Words by Nick Gibbens
London is blessed with its fair share of luxury hotels offering everything from award-winning spas to Michelin-starred restaurants to world-famous bars and lavish suites that you could only ever dream of residing in. So, how does a hotel stand out among the many and solidify its status as a must-visit establishment in the city?
Well, holding a five-star status is always a good start; it is a good indication of the extra effort the staff will put in when accommodating guests and an assurance of luxurious accommodation and public areas as well as a high-quality menu, wine list and a range of facilities to utilise during your stay. In addition to this, it helps to have a clear identity, a theme that ties the décor together with the history of the building, and it certainly helps if said hotel happens to be within the walls of one of London’s most historic buildings, such as Great Scotland Yard Hotel is.
The name gives you an indication of what this history might involve, and you would be correct in guessing it is the site of the former headquarters of the Metropolitan Police. Also used as the headquarters of the Army Recruiting Office for World War I and II, the 1820’s Grade II listed building with Edwardian and Victorian architecture now stands as a plush, richly decorated hotel with plenty of hints within as to its policing history.
Great Scotland Yard is part of the Unbound Collection by Hyatt, a brand within Hyatt which showcases hotels with rich histories, their own stories to tell, experiences to share and a sense of individuality within such a well-revered brand.
The five-star hotel expertly blends tradition and history with modern luxury, with the hotel décor speaking for itself and the bespoke art dotted about providing plenty of talking points. From the personalised check in to the dog friendly rooms, the event spaces and fitness centre to its excellent central location close to Trafalgar Square, Westminster Abbey and Buckingham Palace, guests are certainly well catered for here.
The large hotel boasts 152 guest rooms which include eight suites and a standalone, two-bedroom townhouse which acts as the presidential suite. No two rooms are the same in décor, but all promise to offer the same level of comfortable luxury with classic London views.
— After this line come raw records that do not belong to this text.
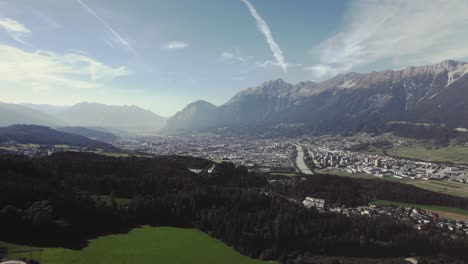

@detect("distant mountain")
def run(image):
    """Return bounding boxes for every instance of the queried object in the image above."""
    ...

[56,102,166,134]
[0,102,63,127]
[164,60,468,135]
[0,125,116,150]
[163,100,217,132]
[20,103,70,116]
[55,126,118,142]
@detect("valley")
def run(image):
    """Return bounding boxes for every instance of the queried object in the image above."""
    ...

I stayed in a guestroom and found that though the room didn’t scream outstanding of uniqueness or design, it was certainly plush, modern and provided a very comfortable stay – especially when I found myself relaxing after a busy day of meetings with a Euro’s game on the large TV. In addition to free Wi-Fi, classic and neutral décor, and sumptuous surroundings, I found the spacious bathroom with walk-in shower, soft lighting and high level of cleanliness for Covid assurance very satisfying.
Food and drink
During my visit in June, I was aware that a number of the public dining spaces were temporarily closed as a result of the pandemic, but still managed a meal and a few drinks in the elegant surroundings of The 40 Elephants all day bar. Known as the hub of the hotel, guests can head here for barista-served coffee, lunches, dinners, craft beers and ciders and a selection of specialised signature cocktails. The setting is a wonderful example of how exquisitely designed the hotel interiors are, from the marble floor to the atrium roof and magnificent chandelier to the ornate tables, stylish seating and the long, full bar. The all-day menu provided me with a good selection of treats to choose from including a Portobello mushroom scotch egg, charcuteries board, salads, tomato tagliatelle, fish and chips and my choice of beef burger, fries and salad with cheese and bacon. Desserts include a three British cheese selection and a Black Forest ice cream sandwich.
The food offerings at Great Scotland Yard consist of The Yard; the main restaurant which is due to reopen on September 17th as Ekstedt at The Yard with Michelin-starred chef Niklas Ekstedt and his signature style of wood fired ‘old Nordic’ cooking at the forefront. Tucked away is Síbín – a relaxed and elegant space ideal for reclining with a post-dinner drink or two, and Parlour – the perfect spot to enjoy a traditional British afternoon tea with a twist. In addition to this there is the Veuve Cliquot Champagne Terrace, which is due to operate until September 2021, and provides the ideal place to take in the warmer weather with a glass of the Champagne brand’s Yellow Label Brut or Rosé in hand.
For those looking to stay active during their city travels, the hotel’s own fitness centre should provide you with enough reason to keep motivated, from the cardio equipment to the strength training machines. And if you’re scoping out the hotel for a potential party or other type of gathering then Grace and Favour is the place to seek out. The non-traditional space holds an epic LCD screen, caters to all dietary requirements and promotes itself as the perfect space for social events, screenings and inspirational sessions.
In a nutshell
Though I feel I missed out on the full food experiences due to the closures, it is safe to say that I enjoy a decent stay in the plush, modern surroundings of this design-led central London hotel.